Desabafos

sexta-feira, 13 de fevereiro de 2015

Por uma âncora

Talvez o problema não estivesse nele, nem no que ele fez. Aliás, do que nós fizemos. Nem mesmo estava naquele trocadilho de palavras inútil que tanto criavamos apenas porque sim. Tantas palavras vazias que foram para dentro do saco. E no entanto o problema não estava em mais lado nenhum a não ser em mim. Nem sempre o erro está no fazer mal ao outro ou deixar de fazer, mas em iludirmo-nos que está certo manter.

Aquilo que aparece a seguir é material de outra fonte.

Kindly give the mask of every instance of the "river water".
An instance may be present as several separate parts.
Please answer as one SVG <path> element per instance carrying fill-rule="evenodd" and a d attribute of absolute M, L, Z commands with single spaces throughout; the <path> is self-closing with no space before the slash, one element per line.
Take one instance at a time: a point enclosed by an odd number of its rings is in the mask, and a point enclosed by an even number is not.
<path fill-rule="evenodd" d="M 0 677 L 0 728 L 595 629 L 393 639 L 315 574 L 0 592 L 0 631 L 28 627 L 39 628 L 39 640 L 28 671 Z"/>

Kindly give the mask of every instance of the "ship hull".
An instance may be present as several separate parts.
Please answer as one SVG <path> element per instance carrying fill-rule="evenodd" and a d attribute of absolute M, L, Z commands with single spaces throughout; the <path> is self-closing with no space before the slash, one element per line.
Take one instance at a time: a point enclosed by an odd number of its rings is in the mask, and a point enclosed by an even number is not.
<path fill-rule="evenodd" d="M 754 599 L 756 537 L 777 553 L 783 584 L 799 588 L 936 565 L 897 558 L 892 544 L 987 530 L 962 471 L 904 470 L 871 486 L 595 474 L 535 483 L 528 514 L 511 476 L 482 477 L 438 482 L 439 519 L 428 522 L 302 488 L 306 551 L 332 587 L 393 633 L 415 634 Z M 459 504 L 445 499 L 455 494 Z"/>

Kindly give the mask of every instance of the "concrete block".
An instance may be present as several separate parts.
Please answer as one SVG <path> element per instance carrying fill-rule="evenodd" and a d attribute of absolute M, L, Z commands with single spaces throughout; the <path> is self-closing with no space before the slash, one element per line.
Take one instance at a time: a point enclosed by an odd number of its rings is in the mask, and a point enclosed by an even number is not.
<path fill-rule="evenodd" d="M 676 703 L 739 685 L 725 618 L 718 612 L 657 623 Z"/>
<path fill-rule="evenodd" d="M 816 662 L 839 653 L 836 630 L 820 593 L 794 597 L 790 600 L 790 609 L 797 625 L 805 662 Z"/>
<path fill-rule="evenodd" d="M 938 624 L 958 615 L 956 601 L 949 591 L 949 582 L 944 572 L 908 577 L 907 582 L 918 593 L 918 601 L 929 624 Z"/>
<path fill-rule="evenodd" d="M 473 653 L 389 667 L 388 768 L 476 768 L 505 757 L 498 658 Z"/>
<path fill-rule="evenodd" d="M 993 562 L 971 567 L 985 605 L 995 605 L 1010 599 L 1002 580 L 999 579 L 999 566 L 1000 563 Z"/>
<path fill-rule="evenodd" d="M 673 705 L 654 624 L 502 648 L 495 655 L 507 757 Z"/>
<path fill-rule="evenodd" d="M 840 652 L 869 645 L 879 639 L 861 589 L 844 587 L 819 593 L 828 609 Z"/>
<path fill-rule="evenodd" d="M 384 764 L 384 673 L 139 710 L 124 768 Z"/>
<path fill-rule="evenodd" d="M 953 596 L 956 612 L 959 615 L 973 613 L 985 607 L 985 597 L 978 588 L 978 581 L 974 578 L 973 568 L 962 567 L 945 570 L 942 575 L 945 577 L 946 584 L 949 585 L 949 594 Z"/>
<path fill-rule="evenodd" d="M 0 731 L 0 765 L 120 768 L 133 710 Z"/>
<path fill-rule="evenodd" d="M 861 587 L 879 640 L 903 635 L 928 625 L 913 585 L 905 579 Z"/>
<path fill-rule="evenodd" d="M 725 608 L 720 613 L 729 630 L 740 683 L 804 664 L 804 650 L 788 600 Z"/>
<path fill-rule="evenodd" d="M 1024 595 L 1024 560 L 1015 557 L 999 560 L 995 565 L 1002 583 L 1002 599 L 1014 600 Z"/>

O melhor era mesmo deixar partir por aquelas águas de rumo, a meu ver, infinito. Tanto tempo que deixei a âncora a prender tudo isto, que acabei por também me prender lá, como se me tivesse tornado refém de mim mesma. Por sorte a corrente partiu-se, dando a hipótese de libertar-me, vendo o que prendera ir-se embora sem esperar por mim. Não havia volta de ir atrás, nem mesmo de a fazer voltar. Mesmo assim nem me apercebera so alívio, então ali fiquei uns bons meses a lamentar as histórias futuras que não aconteceram. Só me restava libertar a corrente do meu pulso e afastar-me daquela praia fria e ventosa, mas eu só queria estar ali. Nada nem ninguém me arrancou dali, nem quando me chamavam para ir dar um passeio de fim de tarde. Parecia que o que navegara pelas águas gerou o começo do fim, como se já nada me restasse, como que já não tivesse mais vida pela frente nem mesmo mais manhãs para andar de bicicleta com uns amigos. Mal eu sabia que naquelas correntes presas aos meus pulsos encontrava-se a minha cegueira e os meus medos. Talvez soubesse, mas não queria saber: alguma coisa de mim dali se foi, como se estivesse em parte morta.
Tanto que me fartei de ali ficar que acabei por ir buscar um casaco a casa. Ao chegar, o conforto tornou-se tal que nem me apeteceu voltar àquela praia. Ali juro que nunca mais voltei, nem mesmo para espreitar. Ao longo dos tempos as correntes foram saindo dos meus pulsos, e quando cairam de vez guardei-as numa caixinha dentro do roupeiro, para não haver hipótese de as voltar a prender. Foi o maior alívio de todos os tempos e parecia que tudo voltara a estar equilibrado, sem sequer me dar conta do que se passou antes. Não passou de um mau momento.